¿En qué momento surge la primera chispa, el embrión de una novela? Eso es algo que de ordinario uno no sabe con certeza. Hay excepciones. Ya he comentado en más de una ocasión que la idea de escribir La boca del Nilo nació de una alusión casual de mi buen amigo Alfredo Lara. Mencionó la expedición que envió Nerón a Nubia y las fuentes del Nilo. Y esa fue la semilla que llevó años después a esa novela.

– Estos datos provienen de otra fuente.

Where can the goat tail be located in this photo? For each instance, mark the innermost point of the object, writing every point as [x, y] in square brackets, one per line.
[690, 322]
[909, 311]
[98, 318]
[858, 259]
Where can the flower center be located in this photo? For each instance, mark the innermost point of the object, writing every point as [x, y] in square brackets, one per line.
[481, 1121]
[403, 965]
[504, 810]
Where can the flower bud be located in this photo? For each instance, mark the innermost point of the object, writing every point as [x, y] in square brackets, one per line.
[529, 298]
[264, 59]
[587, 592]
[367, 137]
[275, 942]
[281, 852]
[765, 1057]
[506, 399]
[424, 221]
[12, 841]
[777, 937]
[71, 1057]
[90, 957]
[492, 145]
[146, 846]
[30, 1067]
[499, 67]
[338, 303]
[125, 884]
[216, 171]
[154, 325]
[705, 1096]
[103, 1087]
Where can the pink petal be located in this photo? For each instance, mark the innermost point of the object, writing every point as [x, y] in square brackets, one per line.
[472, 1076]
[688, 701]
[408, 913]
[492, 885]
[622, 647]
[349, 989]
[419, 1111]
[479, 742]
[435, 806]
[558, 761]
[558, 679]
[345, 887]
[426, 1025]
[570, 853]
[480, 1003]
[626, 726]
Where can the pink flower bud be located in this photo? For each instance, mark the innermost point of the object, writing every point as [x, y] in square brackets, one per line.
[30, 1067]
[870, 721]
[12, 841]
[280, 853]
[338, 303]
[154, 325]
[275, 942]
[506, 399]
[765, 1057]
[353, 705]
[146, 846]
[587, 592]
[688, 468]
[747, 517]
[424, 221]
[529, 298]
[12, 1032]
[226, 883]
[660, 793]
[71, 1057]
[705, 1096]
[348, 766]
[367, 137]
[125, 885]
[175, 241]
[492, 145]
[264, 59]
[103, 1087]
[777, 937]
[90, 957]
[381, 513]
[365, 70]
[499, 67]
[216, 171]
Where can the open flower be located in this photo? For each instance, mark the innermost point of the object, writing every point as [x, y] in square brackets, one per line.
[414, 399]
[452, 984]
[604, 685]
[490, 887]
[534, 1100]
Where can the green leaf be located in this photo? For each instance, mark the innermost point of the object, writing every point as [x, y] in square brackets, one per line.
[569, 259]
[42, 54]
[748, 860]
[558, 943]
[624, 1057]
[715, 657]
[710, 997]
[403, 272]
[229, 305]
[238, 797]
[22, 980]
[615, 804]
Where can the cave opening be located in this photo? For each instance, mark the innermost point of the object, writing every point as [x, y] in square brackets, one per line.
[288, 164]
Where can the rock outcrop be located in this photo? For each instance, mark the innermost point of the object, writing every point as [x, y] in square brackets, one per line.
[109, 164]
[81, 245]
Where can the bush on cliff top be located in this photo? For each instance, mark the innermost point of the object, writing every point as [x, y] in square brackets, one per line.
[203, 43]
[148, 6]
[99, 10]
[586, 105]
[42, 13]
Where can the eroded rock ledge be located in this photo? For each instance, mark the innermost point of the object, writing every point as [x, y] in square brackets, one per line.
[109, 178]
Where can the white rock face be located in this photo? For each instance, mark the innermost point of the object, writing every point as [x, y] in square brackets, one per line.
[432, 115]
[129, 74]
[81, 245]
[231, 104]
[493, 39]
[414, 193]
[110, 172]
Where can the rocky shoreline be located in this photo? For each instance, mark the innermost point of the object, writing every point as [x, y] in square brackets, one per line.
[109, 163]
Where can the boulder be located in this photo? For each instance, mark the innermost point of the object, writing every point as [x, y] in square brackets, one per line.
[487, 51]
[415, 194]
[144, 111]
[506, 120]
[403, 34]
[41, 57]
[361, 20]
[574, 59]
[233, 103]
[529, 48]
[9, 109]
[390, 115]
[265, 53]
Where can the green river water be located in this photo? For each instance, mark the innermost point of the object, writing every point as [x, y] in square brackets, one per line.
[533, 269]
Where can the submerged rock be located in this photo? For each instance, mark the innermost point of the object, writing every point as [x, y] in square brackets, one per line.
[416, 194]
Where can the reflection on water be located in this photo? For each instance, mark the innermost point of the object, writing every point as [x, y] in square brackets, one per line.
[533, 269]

No es lo más habitual. Lo normal es que algo visto, oído, leído, pensado, caiga al fondo de la memoria y ahí, o bien madure, o se sume a otros pequeños elementos y en un momento dado encaje. A mi juicio, la génesis de una novela se parece bastante a la de una planta. Una semilla se sumerge en tu inconsciente, ahí se nutre y en un momento dado irrumpe en tu consciencia. Unas veces asoma como un tallo tímido y otras sale arrolladora como la mítica mata de judías del cuento del gigante.
Pero, aunque no podamos a menudo señalar el momento en que cuaja el embrión de una novela, sí que podemos marcar etapas. Etapas que para cada escritor son distintas, pero que van dando consistencia, materializando en nuestra propia consciencia la obra.
En mi caso, algunas de esas etapas están muy claras. Cuando el primer capítulo está hecho, la primera revisión de la primera parte, el primer borrador…. Cada uno de esos hitos hace más sólido, más tangible al libro.
Y para mí hay un punto de inflexión claro. Algo que marca el paso de lo intangible a lo intangible. Las puertas del libro como objeto físico, como volumen de páginas y tapas. Ese punto es el recibir de la editorial hojas impresas con las correcciones ortotipográficas y sugerencias. Ahí, amigos, hay una bisagra. Eso marca no solo una etapa, sino el comienzo de un nuevo tramo en la elaboración de un libro. Y es por eso que esta vez quise recoger ese texto que suele acabar en el libro, destruido o reutilizado una vez que acaba su utilidad. Y que sin embargo tan importante es en el viaje de un libro.